Open brong opened 18 years ago
From: Adrian Buciuman
While doing some tests, I've found the following weird thing:
root@myhost:/# socat STDIO,raw tcp4:localhost:lmtp 220 myhost LMTP Cyrus v2.2.12 ready lhlo test^J250-myhost 250-8BITMIME 250-ENHANCEDSTATUSCODES 250-PIPELINING 250-SIZE 250-AUTH EXTERNAL 250 IGNOREQUOTA mail from:<>^J250 2.1.0 ok rcpt to:<adib>^J250 2.1.5 ok data^J354 go ahead Subject: test^J.^J250 2.1.5 Ok quit^J glibc detected double free or corruption (out): 0x0812f058 *** 221 2.0.0 bye
I've used socat from http://www.dest-unreach.org/socat/ with the STDIO,raw option. I can also reproduce it with telnet from Windows 98, and a VMS telnet. Both send on the network character by character, not line by line. (well, windows telnet can sometimes mix modes in strange ways)
It only happens if the email has no body and no line after the headers.
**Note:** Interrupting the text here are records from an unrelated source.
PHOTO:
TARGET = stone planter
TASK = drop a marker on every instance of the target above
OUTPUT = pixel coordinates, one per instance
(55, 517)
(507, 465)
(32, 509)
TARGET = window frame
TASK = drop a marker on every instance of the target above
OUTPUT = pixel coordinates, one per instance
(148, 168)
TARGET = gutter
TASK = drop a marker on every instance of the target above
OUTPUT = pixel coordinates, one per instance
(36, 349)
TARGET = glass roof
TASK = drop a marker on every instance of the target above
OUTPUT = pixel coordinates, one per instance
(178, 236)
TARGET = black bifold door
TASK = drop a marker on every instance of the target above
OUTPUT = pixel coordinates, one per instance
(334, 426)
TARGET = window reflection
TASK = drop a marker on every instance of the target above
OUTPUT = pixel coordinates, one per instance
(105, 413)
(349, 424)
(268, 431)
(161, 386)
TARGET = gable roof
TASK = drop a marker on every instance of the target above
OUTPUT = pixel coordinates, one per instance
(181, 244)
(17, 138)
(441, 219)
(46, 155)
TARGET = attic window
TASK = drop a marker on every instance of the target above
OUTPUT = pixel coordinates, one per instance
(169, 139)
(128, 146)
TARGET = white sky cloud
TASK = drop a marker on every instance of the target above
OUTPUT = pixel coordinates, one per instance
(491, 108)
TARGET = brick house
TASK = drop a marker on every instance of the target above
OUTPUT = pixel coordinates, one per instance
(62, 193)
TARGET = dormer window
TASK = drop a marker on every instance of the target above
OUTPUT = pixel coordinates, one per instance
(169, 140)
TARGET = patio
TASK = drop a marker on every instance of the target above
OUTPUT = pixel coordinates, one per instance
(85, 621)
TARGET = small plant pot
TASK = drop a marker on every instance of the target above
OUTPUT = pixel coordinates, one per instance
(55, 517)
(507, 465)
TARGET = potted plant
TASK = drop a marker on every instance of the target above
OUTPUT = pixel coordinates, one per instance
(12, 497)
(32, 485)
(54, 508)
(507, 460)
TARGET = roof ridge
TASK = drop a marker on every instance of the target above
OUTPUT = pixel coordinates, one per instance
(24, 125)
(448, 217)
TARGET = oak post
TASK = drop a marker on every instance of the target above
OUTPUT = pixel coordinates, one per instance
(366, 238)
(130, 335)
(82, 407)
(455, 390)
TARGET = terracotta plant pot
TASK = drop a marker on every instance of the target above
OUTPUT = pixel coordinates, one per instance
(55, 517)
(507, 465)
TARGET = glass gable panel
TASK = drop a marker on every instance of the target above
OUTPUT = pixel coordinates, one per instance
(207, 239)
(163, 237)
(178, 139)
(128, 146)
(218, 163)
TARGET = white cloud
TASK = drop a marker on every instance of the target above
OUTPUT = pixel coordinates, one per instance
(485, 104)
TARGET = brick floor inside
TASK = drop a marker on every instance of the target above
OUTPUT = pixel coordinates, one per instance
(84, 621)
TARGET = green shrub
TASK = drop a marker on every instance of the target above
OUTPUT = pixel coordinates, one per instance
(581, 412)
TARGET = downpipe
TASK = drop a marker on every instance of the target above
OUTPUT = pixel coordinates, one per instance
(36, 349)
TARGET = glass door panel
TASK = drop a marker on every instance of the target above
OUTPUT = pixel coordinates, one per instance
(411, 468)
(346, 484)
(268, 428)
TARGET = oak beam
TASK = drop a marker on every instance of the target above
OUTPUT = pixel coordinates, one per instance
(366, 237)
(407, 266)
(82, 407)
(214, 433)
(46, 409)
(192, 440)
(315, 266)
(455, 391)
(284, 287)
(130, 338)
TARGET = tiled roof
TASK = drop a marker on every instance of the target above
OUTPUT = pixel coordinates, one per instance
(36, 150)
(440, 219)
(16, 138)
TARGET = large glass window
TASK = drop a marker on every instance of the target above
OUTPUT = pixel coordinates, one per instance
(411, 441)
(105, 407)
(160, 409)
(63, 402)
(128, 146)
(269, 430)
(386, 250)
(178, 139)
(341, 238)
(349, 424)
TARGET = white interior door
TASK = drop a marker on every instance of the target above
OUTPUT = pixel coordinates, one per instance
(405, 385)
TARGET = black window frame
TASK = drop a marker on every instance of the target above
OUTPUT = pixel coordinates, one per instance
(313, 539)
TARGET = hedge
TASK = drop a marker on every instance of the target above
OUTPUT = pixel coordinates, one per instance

The email will however arrive in the mailbox.
in the log files I can see: master[28883]: process 28970 exited, signaled to death by 6 and master[28883]: service lmtp pid 28970 in BUSY state: terminated abnormally
From: Adrian Buciuman
I am using slackware 10.1 linux kernel 2.4.29 glibc 2.3.4
cyrus-imapd was compiled from source
From: Ken Murchison
I can't reproduce this problem on my FC4 dev box. I've tried both a stock 2.2.12 and the 2.2 code from CVS.
From: Adrian Buciuman
Using host libthread_db library "/lib/libthread_db.so.1". 0x402e4332 in select () from /lib/libc.so.6
Program received signal SIGABRT, Aborted. 0x40259ef1 in kill () from /lib/libc.so.6
at lmtpd.c:232
at service.c:530
From: Adrian Buciuman
with a stock 2.2.12
From: Ken Murchison
Your backtrace suggests that s->buf is NULL at line 116 of prot.c, which really can't happen. You could try changing line 116 to:
if (s->buf) free(s->buf);
to see if it makes a difference. I still can't reproduce the problem locally.
From: Adrian Buciuman
I've done a ltrace.
s->buf is not NULL (glibc is complaining about a double free)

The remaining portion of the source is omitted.